In spite of the ongoing—and worsening—trade spat between the United States and China, Goldman Sachs has maintained its price forecast for West Texas Intermediate at US$70 for this year, CNBC reports, citing commodities head Jeffrey Currie.
Despite a string of weekly losses for WTI clearly linked to the escalation between the United States and China, Currie believes that global economic growth will support higher average prices for the year.
"When we look at the fundamental picture, it really hasn't changed. You've seen substantial liquidation, really off of the headline risk around tariffs, but the underlying fundamental story and the case for owning commodities, as well as oil, really remains intact,” Currie said.

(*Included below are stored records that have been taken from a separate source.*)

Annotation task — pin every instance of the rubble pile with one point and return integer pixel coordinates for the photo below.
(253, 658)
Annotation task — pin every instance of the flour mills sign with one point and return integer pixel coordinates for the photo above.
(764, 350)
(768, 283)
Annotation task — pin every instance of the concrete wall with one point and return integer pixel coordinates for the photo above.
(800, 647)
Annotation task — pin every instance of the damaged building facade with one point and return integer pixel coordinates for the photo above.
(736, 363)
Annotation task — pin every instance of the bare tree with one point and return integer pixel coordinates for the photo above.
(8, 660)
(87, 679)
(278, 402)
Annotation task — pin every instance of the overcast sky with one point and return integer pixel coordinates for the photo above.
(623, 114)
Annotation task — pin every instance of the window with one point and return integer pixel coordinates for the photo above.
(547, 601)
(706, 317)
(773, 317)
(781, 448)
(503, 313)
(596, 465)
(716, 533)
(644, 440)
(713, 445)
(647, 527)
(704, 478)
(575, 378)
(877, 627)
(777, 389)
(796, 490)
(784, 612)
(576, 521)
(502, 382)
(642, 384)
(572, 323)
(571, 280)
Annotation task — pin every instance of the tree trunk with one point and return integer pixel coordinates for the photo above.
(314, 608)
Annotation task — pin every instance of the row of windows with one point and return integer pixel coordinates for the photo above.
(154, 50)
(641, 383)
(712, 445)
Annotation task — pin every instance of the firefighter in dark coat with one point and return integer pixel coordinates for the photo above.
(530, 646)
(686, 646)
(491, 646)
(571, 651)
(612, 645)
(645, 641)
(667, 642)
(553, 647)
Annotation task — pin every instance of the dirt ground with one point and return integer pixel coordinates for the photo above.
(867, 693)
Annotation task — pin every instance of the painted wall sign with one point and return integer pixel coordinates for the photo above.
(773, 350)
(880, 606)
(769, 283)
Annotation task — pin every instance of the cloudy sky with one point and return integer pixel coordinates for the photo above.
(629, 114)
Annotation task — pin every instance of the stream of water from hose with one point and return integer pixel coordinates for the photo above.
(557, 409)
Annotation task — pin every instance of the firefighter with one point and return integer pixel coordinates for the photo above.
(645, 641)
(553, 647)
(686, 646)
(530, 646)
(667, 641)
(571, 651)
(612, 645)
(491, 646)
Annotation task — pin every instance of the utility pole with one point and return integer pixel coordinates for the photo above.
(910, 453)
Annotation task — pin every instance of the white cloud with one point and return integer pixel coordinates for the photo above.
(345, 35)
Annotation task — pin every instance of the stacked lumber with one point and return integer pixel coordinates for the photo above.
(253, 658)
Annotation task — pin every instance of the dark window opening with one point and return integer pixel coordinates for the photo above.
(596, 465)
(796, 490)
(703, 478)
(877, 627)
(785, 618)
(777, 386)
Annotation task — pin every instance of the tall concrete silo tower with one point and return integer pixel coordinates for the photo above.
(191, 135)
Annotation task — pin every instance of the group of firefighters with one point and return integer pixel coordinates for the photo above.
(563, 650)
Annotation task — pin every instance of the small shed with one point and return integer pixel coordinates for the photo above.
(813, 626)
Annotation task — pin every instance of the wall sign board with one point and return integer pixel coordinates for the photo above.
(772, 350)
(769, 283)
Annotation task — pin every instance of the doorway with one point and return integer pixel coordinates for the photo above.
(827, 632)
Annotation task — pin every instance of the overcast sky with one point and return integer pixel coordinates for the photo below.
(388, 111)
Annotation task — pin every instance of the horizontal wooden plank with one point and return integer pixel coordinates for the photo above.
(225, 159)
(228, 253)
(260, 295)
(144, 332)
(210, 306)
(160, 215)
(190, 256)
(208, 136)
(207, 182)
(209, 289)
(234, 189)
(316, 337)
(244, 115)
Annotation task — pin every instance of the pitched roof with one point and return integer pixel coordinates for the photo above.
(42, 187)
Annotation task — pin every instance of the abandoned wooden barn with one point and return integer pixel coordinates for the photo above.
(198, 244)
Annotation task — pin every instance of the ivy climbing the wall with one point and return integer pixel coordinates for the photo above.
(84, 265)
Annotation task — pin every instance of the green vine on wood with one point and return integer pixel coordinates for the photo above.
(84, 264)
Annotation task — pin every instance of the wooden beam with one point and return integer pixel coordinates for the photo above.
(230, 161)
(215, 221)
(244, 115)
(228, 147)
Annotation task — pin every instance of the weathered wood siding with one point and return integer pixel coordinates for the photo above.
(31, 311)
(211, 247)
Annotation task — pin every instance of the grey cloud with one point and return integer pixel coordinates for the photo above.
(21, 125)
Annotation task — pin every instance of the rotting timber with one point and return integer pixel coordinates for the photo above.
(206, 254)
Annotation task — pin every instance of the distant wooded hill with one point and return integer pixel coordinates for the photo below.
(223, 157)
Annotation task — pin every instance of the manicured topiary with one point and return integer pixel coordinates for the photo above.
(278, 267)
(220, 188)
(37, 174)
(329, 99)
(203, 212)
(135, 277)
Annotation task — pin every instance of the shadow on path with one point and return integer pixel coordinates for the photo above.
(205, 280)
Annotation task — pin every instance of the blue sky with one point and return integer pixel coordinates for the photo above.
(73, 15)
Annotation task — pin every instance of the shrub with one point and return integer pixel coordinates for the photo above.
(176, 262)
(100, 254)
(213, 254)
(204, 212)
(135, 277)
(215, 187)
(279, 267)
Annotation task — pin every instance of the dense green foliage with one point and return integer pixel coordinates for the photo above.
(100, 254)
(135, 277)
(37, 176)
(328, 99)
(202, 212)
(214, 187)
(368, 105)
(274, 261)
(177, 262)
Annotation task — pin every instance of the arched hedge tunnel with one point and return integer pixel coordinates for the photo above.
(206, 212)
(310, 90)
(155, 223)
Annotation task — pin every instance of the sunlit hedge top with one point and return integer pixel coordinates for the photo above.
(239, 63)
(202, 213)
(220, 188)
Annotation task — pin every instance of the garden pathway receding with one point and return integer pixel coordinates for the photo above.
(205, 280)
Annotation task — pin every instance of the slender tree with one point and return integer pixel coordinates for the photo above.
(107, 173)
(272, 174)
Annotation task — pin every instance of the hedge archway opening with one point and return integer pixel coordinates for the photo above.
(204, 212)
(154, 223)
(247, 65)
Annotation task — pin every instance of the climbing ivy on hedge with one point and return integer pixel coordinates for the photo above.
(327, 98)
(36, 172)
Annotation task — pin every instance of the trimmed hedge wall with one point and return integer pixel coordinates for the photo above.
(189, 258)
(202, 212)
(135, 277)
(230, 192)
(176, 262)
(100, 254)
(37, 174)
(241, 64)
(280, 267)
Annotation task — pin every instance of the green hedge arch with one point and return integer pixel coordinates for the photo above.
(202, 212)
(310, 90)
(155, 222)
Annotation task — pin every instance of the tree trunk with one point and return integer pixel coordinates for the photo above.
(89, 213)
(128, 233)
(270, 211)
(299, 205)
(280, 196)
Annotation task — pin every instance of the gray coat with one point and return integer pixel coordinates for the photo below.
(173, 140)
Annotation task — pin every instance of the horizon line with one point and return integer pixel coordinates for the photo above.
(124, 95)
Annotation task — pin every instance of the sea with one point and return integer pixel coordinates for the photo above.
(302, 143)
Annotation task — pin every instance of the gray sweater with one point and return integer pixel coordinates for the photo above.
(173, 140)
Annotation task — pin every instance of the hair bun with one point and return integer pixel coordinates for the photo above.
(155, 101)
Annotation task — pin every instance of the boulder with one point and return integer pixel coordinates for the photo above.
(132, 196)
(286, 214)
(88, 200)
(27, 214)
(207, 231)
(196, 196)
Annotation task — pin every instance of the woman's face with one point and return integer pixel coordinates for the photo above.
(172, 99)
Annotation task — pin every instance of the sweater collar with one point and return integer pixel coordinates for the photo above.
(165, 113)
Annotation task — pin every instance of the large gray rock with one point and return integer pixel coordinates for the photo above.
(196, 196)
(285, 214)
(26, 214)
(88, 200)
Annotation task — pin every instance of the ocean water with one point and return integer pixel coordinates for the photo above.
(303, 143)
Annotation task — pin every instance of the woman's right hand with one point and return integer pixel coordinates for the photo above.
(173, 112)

In support of Currie’s sentiment, China stopped short of imposing import tariffs on U.S. crude oil, which some saw as a way of keeping the oil card on the table for future use. Others, like Currie, interpreted it as the only move that makes sense under the current circumstances.
“The reason why is it can be redirected,” he told CNBC. “You're not going to impact oil because there's so many producers, so many consumers."
China is hardly the most replaceable importer of oil for any exporter, including the United States, given the amount of crude it takes in. Chances are that U.S. producers would find it challenging to quickly find new markets for the over half a million barrels daily they sold to China in June. Yet with the Iran sanctions, the challenge may not be as great as it would have been otherwise.
But it seems that for Currie, the most important factor is demand. Demand is strong, according to him, and this could even lead to a shortage given the decline in global inventories and the fact that Saudi Arabia has not ramped up supply as quickly as it was expected.